Ugh. I feel like old Jell-O.

I had a big allergy attack this morning, and sneezed for about 20 minutes. In the shower. Funfunfun.

I also feel crappy because I was up late last night. My friend Jason and 2 of his work buddies are in town, and we went to a bar and watched football and drank beer. And it was fun. And I'm paying for it a little today. Just a little. Could be worse.

They do this raffle thing at that bar... you get tickets in the beginning, and each time you order drinks, and then they periodically draw and if you have the ticket you pick an envelope and you win a prize. I love winning prizes.

Once, visiting my sister Mollie in college, we went out to rent First Wives Club because some man had done her wrong. One of the dealies at that video store was every few videos you rented, you'd get a chance to spin this wheel for a prize. Various things... ranging from a free rental to a decent chunk of cash.

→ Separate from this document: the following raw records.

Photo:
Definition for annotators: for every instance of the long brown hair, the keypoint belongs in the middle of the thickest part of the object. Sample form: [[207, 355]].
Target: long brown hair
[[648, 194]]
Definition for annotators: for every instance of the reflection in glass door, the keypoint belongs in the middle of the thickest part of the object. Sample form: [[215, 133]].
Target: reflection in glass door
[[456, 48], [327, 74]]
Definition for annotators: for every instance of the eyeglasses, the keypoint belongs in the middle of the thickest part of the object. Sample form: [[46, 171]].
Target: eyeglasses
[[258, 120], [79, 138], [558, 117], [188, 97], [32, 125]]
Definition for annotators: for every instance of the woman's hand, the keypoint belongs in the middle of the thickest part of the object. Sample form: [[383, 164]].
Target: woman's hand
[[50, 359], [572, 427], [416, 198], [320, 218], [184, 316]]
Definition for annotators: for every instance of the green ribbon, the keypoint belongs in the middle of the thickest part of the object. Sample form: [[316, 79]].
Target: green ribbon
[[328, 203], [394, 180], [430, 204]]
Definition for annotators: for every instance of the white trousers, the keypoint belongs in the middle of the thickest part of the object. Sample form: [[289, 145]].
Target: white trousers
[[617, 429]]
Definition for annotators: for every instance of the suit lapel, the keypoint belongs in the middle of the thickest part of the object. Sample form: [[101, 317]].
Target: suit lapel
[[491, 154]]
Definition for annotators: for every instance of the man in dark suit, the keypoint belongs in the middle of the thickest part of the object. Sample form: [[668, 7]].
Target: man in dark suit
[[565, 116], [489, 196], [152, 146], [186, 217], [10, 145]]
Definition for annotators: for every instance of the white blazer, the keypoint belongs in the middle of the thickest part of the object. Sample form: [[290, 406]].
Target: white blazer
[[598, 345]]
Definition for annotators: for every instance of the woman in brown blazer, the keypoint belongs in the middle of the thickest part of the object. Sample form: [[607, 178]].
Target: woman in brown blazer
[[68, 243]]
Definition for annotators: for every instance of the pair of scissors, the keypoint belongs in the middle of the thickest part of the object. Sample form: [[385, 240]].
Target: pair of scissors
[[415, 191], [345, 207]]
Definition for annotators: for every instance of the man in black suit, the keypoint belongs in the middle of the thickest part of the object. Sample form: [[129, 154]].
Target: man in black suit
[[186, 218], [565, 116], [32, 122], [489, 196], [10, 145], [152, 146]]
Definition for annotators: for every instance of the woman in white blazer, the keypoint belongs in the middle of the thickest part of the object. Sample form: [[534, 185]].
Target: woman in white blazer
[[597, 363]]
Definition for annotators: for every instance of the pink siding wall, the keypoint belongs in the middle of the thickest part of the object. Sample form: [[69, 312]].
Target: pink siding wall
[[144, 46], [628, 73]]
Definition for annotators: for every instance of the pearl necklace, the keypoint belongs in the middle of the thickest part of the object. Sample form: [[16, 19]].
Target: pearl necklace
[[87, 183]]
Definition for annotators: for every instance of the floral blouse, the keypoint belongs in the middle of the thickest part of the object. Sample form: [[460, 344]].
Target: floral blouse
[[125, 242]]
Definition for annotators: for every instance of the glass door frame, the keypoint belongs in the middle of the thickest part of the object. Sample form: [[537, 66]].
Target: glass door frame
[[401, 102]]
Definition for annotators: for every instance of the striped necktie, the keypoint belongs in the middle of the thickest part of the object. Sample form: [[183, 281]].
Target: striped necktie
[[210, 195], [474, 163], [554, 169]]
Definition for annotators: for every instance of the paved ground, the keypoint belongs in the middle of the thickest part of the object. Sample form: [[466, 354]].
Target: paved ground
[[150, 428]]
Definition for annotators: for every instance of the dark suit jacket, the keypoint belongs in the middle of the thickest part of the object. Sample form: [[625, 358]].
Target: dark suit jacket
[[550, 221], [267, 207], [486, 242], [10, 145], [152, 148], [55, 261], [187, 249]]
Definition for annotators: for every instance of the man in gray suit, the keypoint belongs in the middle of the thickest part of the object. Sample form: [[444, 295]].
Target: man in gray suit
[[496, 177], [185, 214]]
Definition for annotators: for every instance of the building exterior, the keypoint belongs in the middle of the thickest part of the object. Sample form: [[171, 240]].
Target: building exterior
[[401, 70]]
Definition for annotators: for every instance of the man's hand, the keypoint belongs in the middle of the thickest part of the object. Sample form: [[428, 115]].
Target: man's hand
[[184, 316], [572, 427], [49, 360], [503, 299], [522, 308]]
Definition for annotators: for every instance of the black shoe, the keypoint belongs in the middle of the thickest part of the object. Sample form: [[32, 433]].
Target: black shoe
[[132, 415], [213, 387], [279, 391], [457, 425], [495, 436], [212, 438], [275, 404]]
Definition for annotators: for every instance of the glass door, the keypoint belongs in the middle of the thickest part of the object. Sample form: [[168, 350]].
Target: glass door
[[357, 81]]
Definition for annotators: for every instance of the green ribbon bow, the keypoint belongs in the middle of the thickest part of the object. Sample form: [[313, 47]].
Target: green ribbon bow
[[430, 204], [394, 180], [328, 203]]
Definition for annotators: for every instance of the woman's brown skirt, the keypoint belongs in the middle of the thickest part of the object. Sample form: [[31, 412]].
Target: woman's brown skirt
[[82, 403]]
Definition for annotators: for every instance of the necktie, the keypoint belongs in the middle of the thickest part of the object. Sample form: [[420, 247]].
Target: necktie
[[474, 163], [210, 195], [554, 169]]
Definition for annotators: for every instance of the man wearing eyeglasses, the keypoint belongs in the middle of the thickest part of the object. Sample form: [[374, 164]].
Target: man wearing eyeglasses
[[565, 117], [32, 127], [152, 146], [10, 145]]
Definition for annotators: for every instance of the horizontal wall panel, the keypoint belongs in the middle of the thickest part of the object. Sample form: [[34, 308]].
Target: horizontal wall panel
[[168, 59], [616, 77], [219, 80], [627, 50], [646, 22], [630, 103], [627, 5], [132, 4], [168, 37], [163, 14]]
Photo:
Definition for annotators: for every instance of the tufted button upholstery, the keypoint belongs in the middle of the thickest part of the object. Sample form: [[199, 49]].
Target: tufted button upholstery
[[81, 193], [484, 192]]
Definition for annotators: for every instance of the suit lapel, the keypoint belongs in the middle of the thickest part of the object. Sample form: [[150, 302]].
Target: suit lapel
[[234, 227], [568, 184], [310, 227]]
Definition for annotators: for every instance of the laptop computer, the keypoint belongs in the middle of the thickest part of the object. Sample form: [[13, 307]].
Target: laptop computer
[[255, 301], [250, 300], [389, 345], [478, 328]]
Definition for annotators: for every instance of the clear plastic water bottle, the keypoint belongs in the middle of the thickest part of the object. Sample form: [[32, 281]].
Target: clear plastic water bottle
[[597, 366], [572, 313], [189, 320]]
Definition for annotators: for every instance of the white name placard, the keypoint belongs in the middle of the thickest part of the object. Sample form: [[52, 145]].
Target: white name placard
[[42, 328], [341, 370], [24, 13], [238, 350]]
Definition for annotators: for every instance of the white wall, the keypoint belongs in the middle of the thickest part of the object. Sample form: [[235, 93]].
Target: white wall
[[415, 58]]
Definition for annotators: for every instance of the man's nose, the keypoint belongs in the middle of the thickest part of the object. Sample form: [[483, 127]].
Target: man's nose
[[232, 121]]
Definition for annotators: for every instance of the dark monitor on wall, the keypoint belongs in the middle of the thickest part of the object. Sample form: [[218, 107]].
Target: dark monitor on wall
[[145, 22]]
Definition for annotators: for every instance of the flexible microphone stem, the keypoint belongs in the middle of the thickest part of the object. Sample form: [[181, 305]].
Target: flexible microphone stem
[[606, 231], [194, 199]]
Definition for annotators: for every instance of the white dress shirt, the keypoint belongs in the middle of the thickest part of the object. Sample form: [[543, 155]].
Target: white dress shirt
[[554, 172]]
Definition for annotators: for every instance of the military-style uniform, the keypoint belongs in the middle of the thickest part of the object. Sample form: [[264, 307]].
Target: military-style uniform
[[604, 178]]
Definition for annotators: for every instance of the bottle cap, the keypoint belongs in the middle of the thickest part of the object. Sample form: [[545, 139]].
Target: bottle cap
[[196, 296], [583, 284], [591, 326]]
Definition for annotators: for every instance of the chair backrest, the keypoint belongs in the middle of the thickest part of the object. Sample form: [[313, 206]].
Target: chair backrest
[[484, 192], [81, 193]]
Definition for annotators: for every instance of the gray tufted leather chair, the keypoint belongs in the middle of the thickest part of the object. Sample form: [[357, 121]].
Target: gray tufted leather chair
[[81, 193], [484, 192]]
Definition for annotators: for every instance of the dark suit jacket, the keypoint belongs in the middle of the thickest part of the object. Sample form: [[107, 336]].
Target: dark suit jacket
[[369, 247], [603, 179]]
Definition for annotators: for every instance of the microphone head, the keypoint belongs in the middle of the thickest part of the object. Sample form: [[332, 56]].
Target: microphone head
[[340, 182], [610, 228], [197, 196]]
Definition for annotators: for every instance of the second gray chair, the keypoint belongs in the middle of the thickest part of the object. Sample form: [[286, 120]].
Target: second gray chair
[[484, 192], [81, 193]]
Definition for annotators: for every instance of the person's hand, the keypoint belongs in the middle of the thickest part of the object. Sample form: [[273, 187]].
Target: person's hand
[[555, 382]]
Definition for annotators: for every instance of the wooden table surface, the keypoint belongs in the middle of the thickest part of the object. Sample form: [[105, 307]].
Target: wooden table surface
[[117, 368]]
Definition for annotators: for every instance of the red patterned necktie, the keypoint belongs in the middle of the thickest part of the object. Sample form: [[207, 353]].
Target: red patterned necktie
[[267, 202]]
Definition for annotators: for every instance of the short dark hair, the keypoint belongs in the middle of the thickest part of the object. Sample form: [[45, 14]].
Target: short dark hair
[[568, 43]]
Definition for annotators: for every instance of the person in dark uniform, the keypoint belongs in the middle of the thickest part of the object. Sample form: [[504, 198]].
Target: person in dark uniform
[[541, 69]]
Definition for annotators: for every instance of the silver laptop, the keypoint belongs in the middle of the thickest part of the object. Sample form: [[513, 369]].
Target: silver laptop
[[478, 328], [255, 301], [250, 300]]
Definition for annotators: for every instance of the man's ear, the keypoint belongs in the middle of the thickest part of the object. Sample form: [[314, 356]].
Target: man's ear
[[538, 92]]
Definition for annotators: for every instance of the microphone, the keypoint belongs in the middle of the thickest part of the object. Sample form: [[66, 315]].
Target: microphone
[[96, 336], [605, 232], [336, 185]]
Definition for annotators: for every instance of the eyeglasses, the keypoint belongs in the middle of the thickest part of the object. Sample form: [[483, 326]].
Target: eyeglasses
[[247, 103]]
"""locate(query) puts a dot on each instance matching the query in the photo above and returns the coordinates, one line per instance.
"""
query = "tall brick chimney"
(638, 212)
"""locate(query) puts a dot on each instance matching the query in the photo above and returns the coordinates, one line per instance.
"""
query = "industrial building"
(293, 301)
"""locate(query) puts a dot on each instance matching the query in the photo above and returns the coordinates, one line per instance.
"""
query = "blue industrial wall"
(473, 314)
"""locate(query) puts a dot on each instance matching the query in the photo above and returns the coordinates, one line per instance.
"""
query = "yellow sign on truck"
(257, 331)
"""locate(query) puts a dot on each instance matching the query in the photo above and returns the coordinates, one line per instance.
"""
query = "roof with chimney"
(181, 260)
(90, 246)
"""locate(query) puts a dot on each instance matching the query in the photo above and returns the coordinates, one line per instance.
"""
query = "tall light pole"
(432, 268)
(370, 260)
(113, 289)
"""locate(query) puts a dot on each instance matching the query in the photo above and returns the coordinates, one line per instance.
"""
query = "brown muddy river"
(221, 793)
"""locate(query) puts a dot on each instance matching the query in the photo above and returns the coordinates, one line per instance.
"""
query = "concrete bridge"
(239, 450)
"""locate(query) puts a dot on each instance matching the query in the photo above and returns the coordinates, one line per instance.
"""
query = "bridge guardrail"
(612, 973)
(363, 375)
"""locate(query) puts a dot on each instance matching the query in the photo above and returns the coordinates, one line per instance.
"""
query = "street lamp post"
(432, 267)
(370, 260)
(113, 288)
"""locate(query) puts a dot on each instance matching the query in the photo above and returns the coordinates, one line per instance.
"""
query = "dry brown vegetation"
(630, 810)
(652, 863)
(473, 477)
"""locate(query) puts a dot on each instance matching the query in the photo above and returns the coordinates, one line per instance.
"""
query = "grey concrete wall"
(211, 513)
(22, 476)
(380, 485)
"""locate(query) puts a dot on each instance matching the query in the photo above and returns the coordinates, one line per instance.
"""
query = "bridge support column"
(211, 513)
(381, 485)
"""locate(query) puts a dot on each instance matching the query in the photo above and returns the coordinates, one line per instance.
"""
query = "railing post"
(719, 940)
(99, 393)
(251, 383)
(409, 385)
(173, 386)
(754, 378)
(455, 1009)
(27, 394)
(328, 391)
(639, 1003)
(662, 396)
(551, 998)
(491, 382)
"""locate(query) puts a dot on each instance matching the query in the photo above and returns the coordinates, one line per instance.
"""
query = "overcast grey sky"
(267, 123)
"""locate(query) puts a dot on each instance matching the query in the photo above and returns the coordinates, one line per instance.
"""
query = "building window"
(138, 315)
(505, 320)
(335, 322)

When the clerk told us it was spin time, Mollie, ever the generous hostess, graciously looked at me and told me I could spin it for her.

Dizzy with visions of Bob Barker and his skinny microphone and a cheering studio audience and a Showcase Showdown, I leaped forward to take my spin. And then cracked my leg against a display case, nearly knocking it over and giving myself a nasty bruise. Mollie had a great time telling people exactly how I got that bruise for the rest of my visit.

Anyway, I'd been to Monday night football at this bar several times. My station broadcasts a talk show from there. Never won anything. Last night, while I was busy bitching about how I never win anything, they called my number. I jumped into the air and bellowed, "YES!"

I picked envelope #4. An electronic dartboard. Hell yeah.

The other two guys won prizes, too. M.G. got an Oreo/coffee mug gift pack. They scarfed down the cookies, and I talked him into giving me a mug.

Jason won the best thing, though. (Besides my dartboard, of course.) He got a set of Jim Beam sauces - barbecue, hot sauce, and... ummm... I can't remember what else. The box of sauces became the scapegoat for the rest of the night. Anytime either of us were picked on by the others, we'd hug the box and talk about how Jim Beam was our only friend, the only one who understands us.

Ummm... yeah. Did I say a FEW beers? Right.